The smaller, slow count is more accurate, but it doesn’t reflect how many people have died as of today. It’s weeks behind. The fast count does a better job of portraying the real-time situation, but the exact number will shift as state and local counts fluctuate. Some of that change is due to confusion between state and local entities. New York City, for example, has its own vital records office — almost as though it’s an independent state — and the fast-count numbers it produces for itself don’t usually match the fast-count numbers produced for it by the State of New York, said Tanveer Ali, a data visualization analyst for USAFacts.
And while Bob Duffy will not be counted in either the slow or the fast counts happening now, he will likely end up included in the data — if only by algorithmic proxy. Eventually, experts said, the CDC will come back and do an estimated burden of death counts for COVID-19, just as it does for the flu every year.
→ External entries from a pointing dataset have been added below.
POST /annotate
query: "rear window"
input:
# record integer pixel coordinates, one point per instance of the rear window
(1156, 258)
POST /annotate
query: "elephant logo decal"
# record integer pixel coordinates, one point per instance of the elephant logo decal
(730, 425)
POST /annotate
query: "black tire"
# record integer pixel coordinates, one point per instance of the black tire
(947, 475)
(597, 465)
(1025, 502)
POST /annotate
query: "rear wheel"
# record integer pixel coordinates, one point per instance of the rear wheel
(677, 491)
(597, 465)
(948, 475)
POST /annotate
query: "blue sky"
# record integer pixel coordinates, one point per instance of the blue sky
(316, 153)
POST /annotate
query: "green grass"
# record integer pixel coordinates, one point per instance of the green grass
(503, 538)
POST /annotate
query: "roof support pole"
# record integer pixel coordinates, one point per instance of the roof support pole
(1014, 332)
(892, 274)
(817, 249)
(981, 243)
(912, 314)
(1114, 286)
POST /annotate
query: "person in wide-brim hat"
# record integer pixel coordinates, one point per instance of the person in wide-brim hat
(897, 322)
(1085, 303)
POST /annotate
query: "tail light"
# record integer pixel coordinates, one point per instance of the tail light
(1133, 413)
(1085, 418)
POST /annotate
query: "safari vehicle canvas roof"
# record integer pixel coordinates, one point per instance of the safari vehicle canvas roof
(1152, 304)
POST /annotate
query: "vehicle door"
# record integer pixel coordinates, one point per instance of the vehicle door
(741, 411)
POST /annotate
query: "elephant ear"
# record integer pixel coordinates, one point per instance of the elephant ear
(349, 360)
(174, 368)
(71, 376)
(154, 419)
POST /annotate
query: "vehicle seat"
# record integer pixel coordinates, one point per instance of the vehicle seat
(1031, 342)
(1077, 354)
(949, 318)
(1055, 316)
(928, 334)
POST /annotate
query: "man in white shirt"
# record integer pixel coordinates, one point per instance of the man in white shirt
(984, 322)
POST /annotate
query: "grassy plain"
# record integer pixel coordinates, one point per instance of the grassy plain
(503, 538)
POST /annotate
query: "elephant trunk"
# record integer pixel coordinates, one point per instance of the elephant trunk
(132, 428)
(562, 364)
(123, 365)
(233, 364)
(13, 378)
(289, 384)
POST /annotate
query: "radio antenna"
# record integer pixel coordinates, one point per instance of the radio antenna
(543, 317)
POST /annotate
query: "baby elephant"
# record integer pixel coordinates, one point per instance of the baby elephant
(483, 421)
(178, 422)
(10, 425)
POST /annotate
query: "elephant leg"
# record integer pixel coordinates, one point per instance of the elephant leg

All of this is why we won’t know the exact number of people who died of COVID-19 for years, Aiken said. Again, that’s nothing new. Final estimates for the number of people who died in the 2009 H1N1 pandemic weren’t published until 2011. Getting the slow count right, sorting through differences between disparate and nonstandardized state reporting systems, correcting errors and categorizing probable cases, finding ways to understand how many Bob Duffys we’re missing — it all takes time. This is, experts emphasized again and again, something nobody has ever done before. But the precedent that does exist suggests we shouldn’t expect to get a “right” answer soon. “If you look at opioid mortality, they’re two and a half years behind on compiling that,” Aiken said.
Death is hard — hard to count, hard to experience. The personal and the statistical both reside in a space where the question of “what happened” can be answered as an absolute — as certain as we can ever be about a thing — while simultaneously remaining painfully inexact and mysterious.
We will almost certainly never know exactly how many Americans died of COVID-19. But any count we get by leaving out deaths probably related to the virus — and, ultimately, leaving out Bob and a lot of people like him — will be less accurate than a count that includes them.
“We like to have answers. We like to have a yes, a no, a definite answer,” Fran said. Bob had been dead for about a month when Fran spoke to me from her kitchen. Just that day, someone she didn’t know had sympathetically left a loaf of banana bread in her mailbox. He was still so close. He was so far away. “But we certainly don’t always get what we like,” she said. “That’s really the truth, you know?”